Monday, November 19, 2012

Goodbye to All That

Part 2

I've only owned two cars  that were purely mine. The second one was purchased on election day. This is about the first, mostly.

In the summer of 1989 there occurred a unique confluence of three forces that led me to buy the car I'd wanted all my life. The first was that the old family car I'd been driving to work, a Mazda 626, was getting old and shabby. It was safe and reliable, but there were too many things that needed fixing. The second was that I had some money, thanks to my one and only big consulting job. It took six months of nights, weekends and whatever time my contract with Georgia Tech allowed, but I had a five-figure fee after taxes. The third was that Mazda introduced the Miata. It was the car I'd doodled in eigth grade when I should have been studying algebra. It was the closest thing to a motorcycle you could drive and not get wet in the rain. It was all the fun and spirit of the MGs, Triumphs, Lotuses and Fiats without the constant roadside repairs.

In August I took a test drive, found to the salesman's surprise that I fit, just barely, and made a deal for October delivery. It saved me the summer feeding-frenzy surcharge and not coincidentally arrived on the twenty year anniversary of my CB750. That seemed fitting. It was just the basic car, white, with power steering and brakes, the standard radio and roll-up windows, but I had to add a limited slip differential. Performance is worth extra. There was room for two and a couple of duffel bags. Exactly right.

I loved it. It was like a well-trained border collie, agile, eager to please, happy without being silly. Quick and responsive rather than fast. I told people that you could drive over a dime and tell if it was heads or tails. I could shift up or down with my fingertips.

It wasn't stock long. The first addition was a seriously loud horn, because Atlanta's idiot drivers can't be bothered with mirrors. Next ,100 watt high beams. Gotta see. Then a variety of strut and frame braces, to help it turn. A trick intake and aftermarket exhaust, for a few extra horsepower. Koni shocks, naturally, then some really nice Panasport 15" wheels.
All of this took time, many years during which I was divorced, remarried, bought another house, had various successes and crises. Like the 750, the Miata was a constant. Finally, after 15 years and 170,000 miles, the engine was just tired.

I'd been planning for that. A new crate motor sat in the garage, along with a supercharger, racing clutch and boxes of other parts accumulated over time. Over a week when we were out of town my friends at Rspeed built me, finally, my perfect car. Just enough power, just enough brakes, just enough of everything. 

Well, except that it was still 15 years old, and as the next eight passed it needed more frequent attention. There was A/C renovation, then a radiator, an alternator, more A/C issues, and then about a month ago there was white smoke from the exhaust. Head gasket, we supposed, but no. Cracked block. No explanation for it.

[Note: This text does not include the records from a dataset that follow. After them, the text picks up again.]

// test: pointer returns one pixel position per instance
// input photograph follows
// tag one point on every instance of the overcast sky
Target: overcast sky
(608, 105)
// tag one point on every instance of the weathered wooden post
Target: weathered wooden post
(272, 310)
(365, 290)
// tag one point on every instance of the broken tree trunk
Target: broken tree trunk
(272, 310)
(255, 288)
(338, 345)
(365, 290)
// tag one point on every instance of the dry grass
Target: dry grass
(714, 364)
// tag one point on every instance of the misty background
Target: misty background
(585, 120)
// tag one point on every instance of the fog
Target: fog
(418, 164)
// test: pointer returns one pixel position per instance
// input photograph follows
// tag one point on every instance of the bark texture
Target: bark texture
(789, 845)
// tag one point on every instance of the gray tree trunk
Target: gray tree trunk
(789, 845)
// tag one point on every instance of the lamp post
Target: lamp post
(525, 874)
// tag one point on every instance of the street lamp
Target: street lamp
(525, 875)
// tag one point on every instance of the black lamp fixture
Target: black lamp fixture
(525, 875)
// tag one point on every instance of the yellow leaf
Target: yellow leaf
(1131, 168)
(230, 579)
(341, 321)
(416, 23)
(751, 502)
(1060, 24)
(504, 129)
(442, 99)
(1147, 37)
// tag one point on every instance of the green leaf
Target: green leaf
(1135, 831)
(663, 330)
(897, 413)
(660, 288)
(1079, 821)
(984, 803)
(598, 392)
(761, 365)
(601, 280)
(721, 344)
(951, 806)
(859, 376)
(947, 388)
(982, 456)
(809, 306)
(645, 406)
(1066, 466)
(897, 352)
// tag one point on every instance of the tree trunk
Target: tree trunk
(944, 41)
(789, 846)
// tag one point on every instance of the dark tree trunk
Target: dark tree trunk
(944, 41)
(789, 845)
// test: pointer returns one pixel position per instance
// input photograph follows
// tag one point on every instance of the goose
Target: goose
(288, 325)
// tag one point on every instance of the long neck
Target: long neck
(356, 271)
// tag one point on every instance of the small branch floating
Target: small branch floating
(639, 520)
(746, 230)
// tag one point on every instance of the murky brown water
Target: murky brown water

I could have replaced the engine; the transmission needed replacement as well because after 255,000 miles it was notchy and sometimes balky going into gear. But then there was everything else that would need attention. It could all be fixed---they last forever if you keep
replacing parts, remember--but then it would be a hobby, not a car. A car, you can depend on. A hobby is leisure time amusement.

So I sold it to my friends, who'll rebuild my Miata well. Someone will buy it to drive weekends and enjoy the vintage experience. I didn't buy a new Miata, because while they're faster and more sophisticated they don't have the spirit of the original. I got a Subaru WRX, not the ultra STI but the more restrained (and $10K cheaper) base model. It's vastly different from my Miata, more an obedient, trustworthy pit bull than a border collie. It comes with lots of electronic magic to make the windows go up and down, lock and unlock the doors, change channels, bands and volume on the radio. It has a compass in the rear-view mirror, an electronic one that can be calibrated via an arcane ceremony. I could plug in my iPod and control it remotely, if I had an iPod. Ditto my cell phone, if I had a Bluetooth model rather than the equivalent of a tin can with a very long string.  It has traction control, ABS, all-wheel drive and 17" wheels with sticky tires so you can skate on the edge of the laws of physics. It makes (with the factory exhaust I couldn't help but buy) 280 turbocharged horsepower, 130 more than my blower-boosted Miata.It has lots more room, so I don't have to play Tetris every time there's more than a briefcase to load.  It also weighs a thousand pounds more. Nothing's free.

It doesn't look like the cars I drew in 1958. It looks like the space fighters in my sci-fi magazines. Futuristic. Serious. A car for the 21st century. As I write this there are 750 miles on the odometer. In 250 more it'll be broken in, and we'll see what 280 horsepower and more computer tricks than the Space Shuttle feels like. It's a fine car, honestly. It's just that I can't help wishing that there was room in the 21st century for something simple and lighthearted.

I'm guessing it won't be that kind of century.